C. An Unfair Advantage:
A public-private partnership may result in joint ownership of real estate or a facility, providing the private partner gets access to public capital and/or a significant reduction in their tax liability. Because of its advantages, this type of corporation is extremely attractive to private investors. You will see that the private investors and loaning agencies or their proxies may be the most passionate proponents of such projects.
The private partners, landowners and developers usually get paid upfront and the public benefits and actual potential opportunities if they exist are much long term.
D. Disadvantages to the Town:
Any new entity created under the 63-20 incorporation is not owned by the town. The town may offer some governance recommendations. For example, if a facility is built under this legal agreement, town control over the design; operation and maintenance of any facility would be reduced. Additionally, the town will have to depend on their performance for economic return on investment. Moreover the transparency that is expected of town projects and equal opportunities may not be a part of the operations of the entity. The town also may have to deal with an unknown and yet unproven private partner.
E. Exit Strategy Risks:
In certain cases, the private party can sell the project/facility to a third party. If the project is not financially viable, the town could remain liable for the project expense. The inherent risks of this type of partnership include a lack of exit strategy in the event of bankruptcy or other failure.
F. Accounting:
The bookkeeping of these types of entities may be referred to as “off-book financing’ by some. This is a form of accounting in which the partnership has assets, debts and cash flow separate from other town finances. Enron is an example of a corporation - with its subsidiaries - that was able to use “off- book financing” to remain “under the radar.” The use of line items can give a false sense of security to Councilors who may be unaware of its relationship with other partnerships. The credit-rating agencies have become increasingly attentive to and critical of this phenomenon and such practices can negatively impact the town’s ratings.

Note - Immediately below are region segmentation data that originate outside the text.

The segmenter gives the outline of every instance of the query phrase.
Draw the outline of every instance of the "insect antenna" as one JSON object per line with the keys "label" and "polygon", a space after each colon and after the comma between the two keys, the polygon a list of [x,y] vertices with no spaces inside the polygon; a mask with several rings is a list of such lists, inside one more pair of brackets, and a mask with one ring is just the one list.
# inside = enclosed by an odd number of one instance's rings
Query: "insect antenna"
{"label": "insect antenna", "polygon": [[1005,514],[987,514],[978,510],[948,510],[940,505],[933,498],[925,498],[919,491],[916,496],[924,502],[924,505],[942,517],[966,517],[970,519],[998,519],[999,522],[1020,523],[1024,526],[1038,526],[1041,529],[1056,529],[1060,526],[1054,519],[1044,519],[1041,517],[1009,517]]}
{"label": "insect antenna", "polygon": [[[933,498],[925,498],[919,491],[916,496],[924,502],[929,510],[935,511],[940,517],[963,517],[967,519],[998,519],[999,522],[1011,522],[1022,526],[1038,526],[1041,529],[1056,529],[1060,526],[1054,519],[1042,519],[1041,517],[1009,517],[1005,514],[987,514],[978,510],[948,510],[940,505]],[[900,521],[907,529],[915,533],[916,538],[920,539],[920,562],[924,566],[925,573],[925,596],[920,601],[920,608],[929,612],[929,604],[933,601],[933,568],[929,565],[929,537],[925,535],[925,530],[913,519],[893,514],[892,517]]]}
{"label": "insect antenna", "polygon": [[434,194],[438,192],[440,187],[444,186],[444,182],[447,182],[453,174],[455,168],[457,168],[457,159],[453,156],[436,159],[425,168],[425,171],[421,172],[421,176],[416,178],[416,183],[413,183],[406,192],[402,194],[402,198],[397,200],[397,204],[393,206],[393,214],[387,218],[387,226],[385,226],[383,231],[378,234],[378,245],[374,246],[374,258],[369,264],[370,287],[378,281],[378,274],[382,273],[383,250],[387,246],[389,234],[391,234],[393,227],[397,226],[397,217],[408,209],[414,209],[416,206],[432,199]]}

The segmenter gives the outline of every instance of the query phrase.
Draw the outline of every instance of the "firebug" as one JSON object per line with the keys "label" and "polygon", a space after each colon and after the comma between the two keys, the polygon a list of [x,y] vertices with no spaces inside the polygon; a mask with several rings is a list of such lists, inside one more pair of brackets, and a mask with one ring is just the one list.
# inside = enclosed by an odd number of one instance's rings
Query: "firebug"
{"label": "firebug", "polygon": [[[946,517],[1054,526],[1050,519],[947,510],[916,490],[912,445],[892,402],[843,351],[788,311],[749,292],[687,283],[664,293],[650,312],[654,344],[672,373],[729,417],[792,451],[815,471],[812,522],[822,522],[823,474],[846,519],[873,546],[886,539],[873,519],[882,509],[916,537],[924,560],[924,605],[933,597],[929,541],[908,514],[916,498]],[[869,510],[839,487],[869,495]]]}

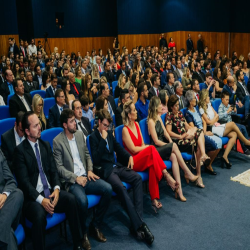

G. Favoring Some at the Expense of Others:
A 63-20 corporation has been proposed for the South Windsor Rec-Rink project. Various professionals have suggested that this project was not financially viable. Over 40 town businesses have expressed their objection to the unfair financing of such project. The use of Town’s credit status and a suggested the tax exemption to support the Rec-Rink type projects could drive other businesses from South Windsor. The Town needs to be extremely cautious when proposing the use of public monies for private enterprises. The actual tax paying businesses when hurt would reduce their capacity to meaningfully continue to pay taxes.
Conclusion:
I recognize that the 63-20 financing tool is being used for community projects in various parts of the country. Highway systems have benefited from this arrangement. Other applications have demonstrated some of the challenges of this partnership. It should be used with extreme care. Before our tax dollars are used in this way, it is important that residents understand the ramifications and future impact it could have on the tax structure. If projects of a certain magnitude are considered, I suggest that these be brought to referendum, so the people who ultimately will pay the bill can make the choice. I also think that depending on the actual anticipated cost of the project; in some of these cases the private investors should pay for the referendum as part of their investment.
Dr. Saud Anwar is a South Windsor Town Councilor.